Welcome to practical physicsPracticle physics - practical activities designed for use in the classroom with 11 to 19 year olds

Estimating the Moon’s orbit time

The Moon’s orbital period can be estimated by considering the Moon as a satellite of the Earth and using a scale drawing, e.g. the drawing produced in the experiment Sketching a satellite orbit and predicting its period

The Moon's distance from the Earth is about 60 Earth-radii. Whereas a scale of 0.5 mm to a kilometre can be used for a near-Earth satellite, it is necessary to use a scale of 0.5 mm to 60 km for the Moon's orbit. 
Here’s a possible script for class discussion which might follow immediately after the experiment Sketching a satellite orbit and predicting its period
Imagine that gravity extends undiminished out to the Moon. Calculate the fall in 2 minutes: 72 km as before. 
On a scale drawing with 0.5 mm to 60 km that fall would be only 72/120 mm - too small to work with. Let the Moon travel the same arc on the diagram as for the Earth satellite falling for 2 minutes. (That was somewhere between 40 and 80 cm.) 
But now the fall of 36 mm from the tangent to that place on the diagram no longer represents 72 km.
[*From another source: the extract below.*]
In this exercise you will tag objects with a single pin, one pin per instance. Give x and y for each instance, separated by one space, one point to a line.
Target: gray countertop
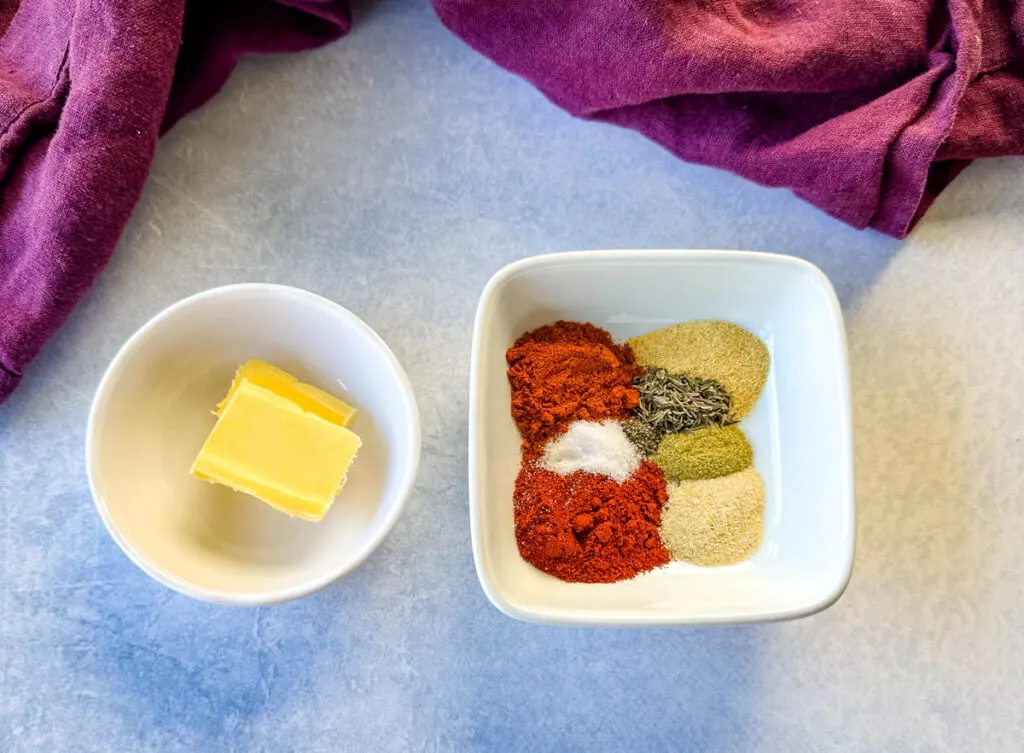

It represents a fall of 72 x 60 km. How much time would a falling body need for that under full gravity? Look at s = 1/2 at2. With s 60 times as big, with the same a, t2 must be 60 times as big. Then t must be √60 times as big: that is: 7¾ times as big. [To show that √60 ≈ 7 ¾ you could do this calculation: (7¾)2 = (31/4)2 = 961/16… within 0.06 % of 960/16 = 60] 
Then the Moon would travel the arc in 7¾ x 2 minutes; and it would travel the whole circle in 7¾ x the orbital period obtained for the near-Earth satellite; that is, between 11 and 12 hours. [Many students will not be worried about 11-12 hours; after all it is half a day and explains why the Moon disappears (sometimes) during the day and only appears at night!] 
Even if answers for the near-Earth were far from 90 minutes, the new answer is clearly wrong for the Moon, which takes a month to orbit the Earth. Therefore, if the Moon is constantly pulled from the tangent to its orbit by the Earth's gravity, the force of gravity must be weaker out at the Moon. 
[You could then take the Moon's month of 27.3 days for granted and calculate the amount of dilution. But the answer would not look clear and simple to beginners. It is probably better to suggest an inverse-square dilution of gravity and try it in the calculation from the drawing. If it is the pull of gravity that holds the Moon in its orbit, making it fall from the tangent to the orbit again and again; it must be a much weaker gravity. The acceleration must be much less than 10 m/s/s out at the Moon.] 
When 17th century astronomers started puzzling about this, several people suggested that gravity may 'thin out’ according to an inverse-square law. According to that, if gravity is so much at a certain distance, it is 1/4 at double distance; 1/9 as much at treble distance; 1/100 as much at 10 times as far away from the attracting body. 
An apple near the Earth is pulled so strongly that it falls with acceleration 10 m/s/s .The Earth attracts an apple as if all the Earth were concentrated at the centre 6,400 km below the surface, a whole Earth-radius from the apple. But we know that the Moon is about 60 Earth-radii away from us, 60 times as far from the Earth's centre as an apple. So, if gravity does follow an inverse-square law; it must thin out by a factor (1/60)2 when we change from apple to Moon. If so, free fall under gravity at the Moon would not have an acceleration l0 m/s/s; but it would have acceleration 10/602 or 10/3,600 m/s/s. 
How would that change affect the calculation of the Moon’s orbit time? Look at s = 1/2at2. If a is 3,600 times smaller, then, for the same s, t2 must be 3,600 times bigger: and t must be 60 times longer. As a result of diluting gravity; you might expect the Moon to take 60 times the previous estimate for its whole orbit. 
That is 60 x (7¾ x 90) minutes, 
or 60 x (7¾ x 90) / (60 x 24) days, or very close to 29 days. 
It looks as if the Moon may be ‘falling’, to keep its orbit, with inverse-square-diluted gravity. 
[It is amazing that the change of scale from the Earth orbit satellite to the Moon gives such a good result. It is easier to do than it is to read the instructions so have a go!] 
Newton is credited with doing this calculation and so students who attempt it are following in the footsteps of a great scientist.